Nov 9, 2000 | "You haven't seen flocks of lawyers drop out of the sky like this since Bhopal," remarks Professor Pamela S. Karlan of Stanford University Law School, a prominent voting-rights attorney.
The flocks have descended, of course, on Florida -- and in particular, on Palm Beach County, where irregularities involving some 22,000 ballots may determine the allocation of the state's 25 electoral votes, and thus the outcome of the presidential election.

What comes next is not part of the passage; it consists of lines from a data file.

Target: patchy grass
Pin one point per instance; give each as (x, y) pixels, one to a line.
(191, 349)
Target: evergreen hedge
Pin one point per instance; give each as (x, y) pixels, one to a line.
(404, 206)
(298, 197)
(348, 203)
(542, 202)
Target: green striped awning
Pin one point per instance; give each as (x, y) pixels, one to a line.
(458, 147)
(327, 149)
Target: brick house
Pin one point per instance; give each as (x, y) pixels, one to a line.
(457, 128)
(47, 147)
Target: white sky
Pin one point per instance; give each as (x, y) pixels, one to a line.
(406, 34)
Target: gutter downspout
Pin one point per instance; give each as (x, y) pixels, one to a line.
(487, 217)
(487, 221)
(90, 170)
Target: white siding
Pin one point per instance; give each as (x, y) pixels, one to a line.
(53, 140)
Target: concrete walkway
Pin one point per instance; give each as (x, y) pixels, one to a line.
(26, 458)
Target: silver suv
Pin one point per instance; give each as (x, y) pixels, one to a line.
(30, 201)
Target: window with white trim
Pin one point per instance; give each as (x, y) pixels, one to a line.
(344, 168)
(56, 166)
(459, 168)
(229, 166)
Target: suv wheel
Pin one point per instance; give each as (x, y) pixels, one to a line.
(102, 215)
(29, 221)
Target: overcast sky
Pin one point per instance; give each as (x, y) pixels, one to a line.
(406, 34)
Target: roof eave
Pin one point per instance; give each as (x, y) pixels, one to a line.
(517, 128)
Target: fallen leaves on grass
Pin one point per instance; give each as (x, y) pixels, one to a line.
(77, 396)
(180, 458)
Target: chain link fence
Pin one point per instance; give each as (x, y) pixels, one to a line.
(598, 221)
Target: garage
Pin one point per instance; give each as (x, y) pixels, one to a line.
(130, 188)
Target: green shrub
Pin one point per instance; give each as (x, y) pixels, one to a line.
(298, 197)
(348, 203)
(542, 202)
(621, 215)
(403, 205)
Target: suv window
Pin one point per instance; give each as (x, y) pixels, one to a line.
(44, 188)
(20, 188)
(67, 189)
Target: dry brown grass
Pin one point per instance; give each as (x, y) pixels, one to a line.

Can this election be saved? Most -- but by no means all -- of the answer rests on Palm Beach's bollixed ballots. As the world knows by now, the county's presidential punch-card ballots placed the candidates' names in an unconventional -- and perhaps, under Florida regulations, illegal -- format, leading to apparent confusion between the choices for Vice President Al Gore and Pat Buchanan. The result: 3,407 votes for Buchanan in a liberal, Democratic constituency that would normally produce just a fraction of that figure. What's more, county officials discarded over 19,000 ballots that were apparently punched twice -- further evidence that the ballot's format confused Palm Beach voters.
Stanford's Karlan has examined the Palm Beach County results precinct by precinct. There's no question, she says, of a problem: "It's not like there are clusters of Buchanan voters. You are finding more Buchanan voters than expected, and double-punched ballots, all the way across the board."
The placement of the candidate names was approved by the county commissioners who oversee Palm Beach, but departed from the format required under state election law. Under those laws, candidate names are lined up down the ballot, with a punch-box on the right. In Palm Beach, the candidates were listed in two columns, Buchanan opposite Gore, with their punch-boxes adjacent to each other.
"It's obvious something went wrong," says Karlan. "But the harder question is: What is the remedy? What do you do about it?" To call a new election in Palm Beach, she says, is "like trying to put toothpaste back in the tube," especially given the unprecedented pressure of this presidential race. "You can't put everyone back to the positions they were in on Election Day and expect them to get the same result. It's a different election." On the other hand, to do nothing is to deprive 22,000 residents of their constitutionally guaranteed votes.
The Palm Beach conundrum played out Thursday afternoon against the backdrop of a statewide recount nearly as tortuous as the election itself. Meanwhile, a federal court scheduled an emergency hearing on a suit brought by Palm Beach residents asking an injunction overturning the vote on the grounds that the confusing ballot violated their constitutional voting rights -- only to have those residents pull their federal case at the last minute, instead combining it with five others filed in Florida's state courts.
State law requires judges to conduct a "statistical analysis" of suspected systematic abuses, and permits them to "adjust" the results if they determine those abuses to exist. But "adjust" is a broad term, covering everything from the reallocation of results (which could itself trigger challenges in federal court) to ordering a new election. And whether Florida's laws even allow judges to "adjust" federal election results is unclear.